Stability of Stochastic Gradient Descent on Nonsmooth Convex Losses
- URL: http://arxiv.org/abs/2006.06914v1
- Date: Fri, 12 Jun 2020 02:45:21 GMT
- Title: Stability of Stochastic Gradient Descent on Nonsmooth Convex Losses
- Authors: Raef Bassily, Vitaly Feldman, Crist\'obal Guzm\'an, Kunal Talwar
- Abstract summary: We provide sharp upper and lower bounds for several forms of gradient descent (SGD) on arbitrary Lipschitz nonsmooth convex losses.
Our bounds allow us to derive a new algorithm for differentially private nonsmooth convex optimization with optimal excess population risk.

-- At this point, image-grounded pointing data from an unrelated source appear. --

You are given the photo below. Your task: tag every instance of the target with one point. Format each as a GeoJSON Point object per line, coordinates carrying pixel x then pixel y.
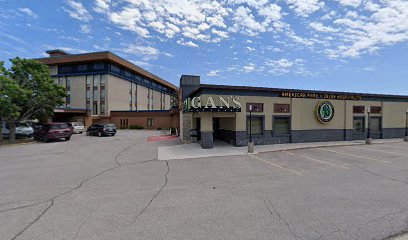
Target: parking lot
{"type": "Point", "coordinates": [115, 188]}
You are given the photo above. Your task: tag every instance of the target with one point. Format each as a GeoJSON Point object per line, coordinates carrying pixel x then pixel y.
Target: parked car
{"type": "Point", "coordinates": [23, 130]}
{"type": "Point", "coordinates": [51, 131]}
{"type": "Point", "coordinates": [101, 129]}
{"type": "Point", "coordinates": [76, 127]}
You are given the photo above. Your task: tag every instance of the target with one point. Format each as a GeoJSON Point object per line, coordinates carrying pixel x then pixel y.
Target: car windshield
{"type": "Point", "coordinates": [59, 126]}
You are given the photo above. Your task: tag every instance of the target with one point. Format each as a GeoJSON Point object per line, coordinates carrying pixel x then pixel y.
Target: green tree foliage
{"type": "Point", "coordinates": [27, 92]}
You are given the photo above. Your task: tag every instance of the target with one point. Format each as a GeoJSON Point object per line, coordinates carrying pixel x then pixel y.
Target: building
{"type": "Point", "coordinates": [103, 87]}
{"type": "Point", "coordinates": [285, 115]}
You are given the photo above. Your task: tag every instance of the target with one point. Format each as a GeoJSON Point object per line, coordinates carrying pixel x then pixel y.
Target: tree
{"type": "Point", "coordinates": [28, 93]}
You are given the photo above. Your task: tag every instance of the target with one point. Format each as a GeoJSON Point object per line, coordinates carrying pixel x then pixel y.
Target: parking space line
{"type": "Point", "coordinates": [376, 150]}
{"type": "Point", "coordinates": [317, 160]}
{"type": "Point", "coordinates": [356, 156]}
{"type": "Point", "coordinates": [276, 165]}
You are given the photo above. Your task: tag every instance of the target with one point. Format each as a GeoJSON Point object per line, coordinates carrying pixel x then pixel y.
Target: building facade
{"type": "Point", "coordinates": [101, 83]}
{"type": "Point", "coordinates": [268, 115]}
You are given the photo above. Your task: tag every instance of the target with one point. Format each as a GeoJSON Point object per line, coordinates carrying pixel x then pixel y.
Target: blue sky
{"type": "Point", "coordinates": [341, 45]}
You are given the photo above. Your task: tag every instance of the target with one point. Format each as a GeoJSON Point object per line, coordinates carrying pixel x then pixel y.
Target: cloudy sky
{"type": "Point", "coordinates": [343, 45]}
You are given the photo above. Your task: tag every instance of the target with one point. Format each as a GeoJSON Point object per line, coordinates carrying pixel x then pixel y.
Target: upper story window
{"type": "Point", "coordinates": [115, 69]}
{"type": "Point", "coordinates": [99, 66]}
{"type": "Point", "coordinates": [82, 68]}
{"type": "Point", "coordinates": [146, 81]}
{"type": "Point", "coordinates": [64, 69]}
{"type": "Point", "coordinates": [128, 74]}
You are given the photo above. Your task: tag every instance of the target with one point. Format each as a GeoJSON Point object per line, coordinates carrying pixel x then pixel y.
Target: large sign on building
{"type": "Point", "coordinates": [212, 104]}
{"type": "Point", "coordinates": [316, 95]}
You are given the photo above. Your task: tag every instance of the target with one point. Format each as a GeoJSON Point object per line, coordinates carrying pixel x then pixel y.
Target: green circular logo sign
{"type": "Point", "coordinates": [325, 111]}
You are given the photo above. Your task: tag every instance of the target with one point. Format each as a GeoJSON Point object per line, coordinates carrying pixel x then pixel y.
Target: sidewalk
{"type": "Point", "coordinates": [194, 150]}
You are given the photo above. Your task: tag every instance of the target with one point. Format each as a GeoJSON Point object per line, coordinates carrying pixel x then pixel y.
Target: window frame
{"type": "Point", "coordinates": [370, 124]}
{"type": "Point", "coordinates": [364, 124]}
{"type": "Point", "coordinates": [263, 125]}
{"type": "Point", "coordinates": [274, 124]}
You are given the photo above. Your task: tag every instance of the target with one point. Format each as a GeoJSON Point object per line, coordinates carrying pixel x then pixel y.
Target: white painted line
{"type": "Point", "coordinates": [376, 150]}
{"type": "Point", "coordinates": [317, 160]}
{"type": "Point", "coordinates": [276, 165]}
{"type": "Point", "coordinates": [356, 156]}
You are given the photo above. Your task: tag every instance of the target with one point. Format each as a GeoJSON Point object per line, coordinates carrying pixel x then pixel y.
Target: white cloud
{"type": "Point", "coordinates": [284, 66]}
{"type": "Point", "coordinates": [188, 43]}
{"type": "Point", "coordinates": [321, 28]}
{"type": "Point", "coordinates": [29, 12]}
{"type": "Point", "coordinates": [304, 8]}
{"type": "Point", "coordinates": [248, 68]}
{"type": "Point", "coordinates": [77, 11]}
{"type": "Point", "coordinates": [352, 3]}
{"type": "Point", "coordinates": [213, 73]}
{"type": "Point", "coordinates": [85, 28]}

- Score: 52.039438701530905
- License: http://arxiv.org/licenses/nonexclusive-distrib/1.0/
- Abstract: Uniform stability is a notion of algorithmic stability that bounds the worst
case change in the model output by the algorithm when a single data point in
the dataset is replaced. An influential work of Hardt et al. (2016) provides
strong upper bounds on the uniform stability of the stochastic gradient descent
(SGD) algorithm on sufficiently smooth convex losses. These results led to
important progress in understanding of the generalization properties of SGD and
several applications to differentially private convex optimization for smooth
losses.
Our work is the first to address uniform stability of SGD on {\em nonsmooth}
convex losses. Specifically, we provide sharp upper and lower bounds for
several forms of SGD and full-batch GD on arbitrary Lipschitz nonsmooth convex
losses. Our lower bounds show that, in the nonsmooth case, (S)GD can be
inherently less stable than in the smooth case. On the other hand, our upper
bounds show that (S)GD is sufficiently stable for deriving new and useful
bounds on generalization error. Most notably, we obtain the first
dimension-independent generalization bounds for multi-pass SGD in the nonsmooth
case. In addition, our bounds allow us to derive a new algorithm for
differentially private nonsmooth stochastic convex optimization with optimal
excess population risk. Our algorithm is simpler and more efficient than the
best known algorithm for the nonsmooth case Feldman et al. (2020).